EVALUATION OF STUDY Titled “Achieving 30% and 50% over ASHRAE 90.1-2004 in a Low-Rise Office Building”, Prepared for NAIOP (Commercial Real Estate Development Association), Published December 2008

After a thorough review of the NAIOP-commissioned energy efficiency study, it is my professional opinion that the study is of no value and is intentionally misleading for the following reasons:

  1. The study analyzes a square-shaped, four-story office building configuration with completely sealed windows and an equal amount of un-shaded glass on all four sides of the building. In other words, the study analyzes an extremely inefficient and outdated building design typology.
  2. The study looks at only three cities and climates – Newport Beach, Chicago and Baltimore – and does so without changing the design of the building to respond to these very different climates.
  3. Of the numerous energy saving measures that can be applied to, or integrated into a building design, the study analyzes only five measures.
  4. The study intentionally does not analyze any of the readily available (and well known) low-cost, no-cost and cost-saving measures that reduce a building’s energy consumption. For instance, the study does not investigate changing the shape of the building, its orientation or form; redistributing windows or using different windows to take advantage of natural light for daylighting or sunlight for heating (office buildings are day-use facilities); shading the glass in summertime to reduce the need for air-conditioning; using operable windows for ventilation (not even in Newport Beach, with its beautiful year-round climate); or using low-e glazing.
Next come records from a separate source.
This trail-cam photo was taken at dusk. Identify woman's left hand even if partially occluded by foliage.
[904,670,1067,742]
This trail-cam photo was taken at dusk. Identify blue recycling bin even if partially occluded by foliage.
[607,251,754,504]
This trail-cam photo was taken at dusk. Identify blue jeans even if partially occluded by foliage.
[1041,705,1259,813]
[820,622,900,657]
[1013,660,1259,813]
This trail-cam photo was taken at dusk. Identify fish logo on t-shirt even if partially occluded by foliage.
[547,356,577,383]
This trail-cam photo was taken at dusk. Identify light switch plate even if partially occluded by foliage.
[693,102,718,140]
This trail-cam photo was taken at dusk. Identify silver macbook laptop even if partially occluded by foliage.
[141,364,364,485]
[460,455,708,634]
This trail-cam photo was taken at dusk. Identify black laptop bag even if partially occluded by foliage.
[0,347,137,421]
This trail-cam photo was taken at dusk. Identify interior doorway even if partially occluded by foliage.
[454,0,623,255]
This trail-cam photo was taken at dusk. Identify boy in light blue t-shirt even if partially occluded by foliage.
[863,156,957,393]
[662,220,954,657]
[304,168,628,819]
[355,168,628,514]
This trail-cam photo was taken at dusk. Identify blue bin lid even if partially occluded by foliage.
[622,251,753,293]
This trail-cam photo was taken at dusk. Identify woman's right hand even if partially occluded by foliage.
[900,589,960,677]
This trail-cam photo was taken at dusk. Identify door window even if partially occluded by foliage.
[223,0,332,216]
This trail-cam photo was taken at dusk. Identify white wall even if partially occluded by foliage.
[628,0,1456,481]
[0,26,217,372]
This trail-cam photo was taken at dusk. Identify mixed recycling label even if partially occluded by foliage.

It also does not investigate employing a heat recovery system, cost-effective solar hot water heating system or energy management control system. In fact, the study fails to analyze so many of the no-cost and inexpensive energy-saving options available, that it is impossible for the building configuration studied to reach commonly achievable energy-consumption-reduction targets.
  5. NAIOP contends that its analysis is “aimed at understanding the practical and economical impacts” of energy efficiency measures available. Yet, the study intentionally analyzes high-cost, low-energy-reduction measures to falsely demonstrate that increases in efficiency are expensive and unachievable. For example, the roof area in a four-story building is only 25% of the building floor area. Increasing the insulation values in the roof well beyond code will yield only marginal efficiency results and at steep costs. However, seven roof insulation options are analyzed in this category (see Graph 1.).
  6. Upgrading to commonplace low-e double glazing is 6.5 times more efficient at half the cost per square foot than upgrading to R-38 roof insulation, yet the study does not consider this option.
  7. The study is statistically irrelevant. A four-story office building represents less than one percent (approx. 0.29%) of commercial building square footage and 0.08% of all building square footage in the US*. A four-story, square office building with equally distributed sealed glazing on all four sides is a small fraction of this 0.08%.
  8. * Source: U.S. Energy Information Administration, 2007 Building Energy Data Book, Tables 2.2.2, 2.2.3 and 7.4.2, and the EIA AEO 2008, Tables 4 and 5.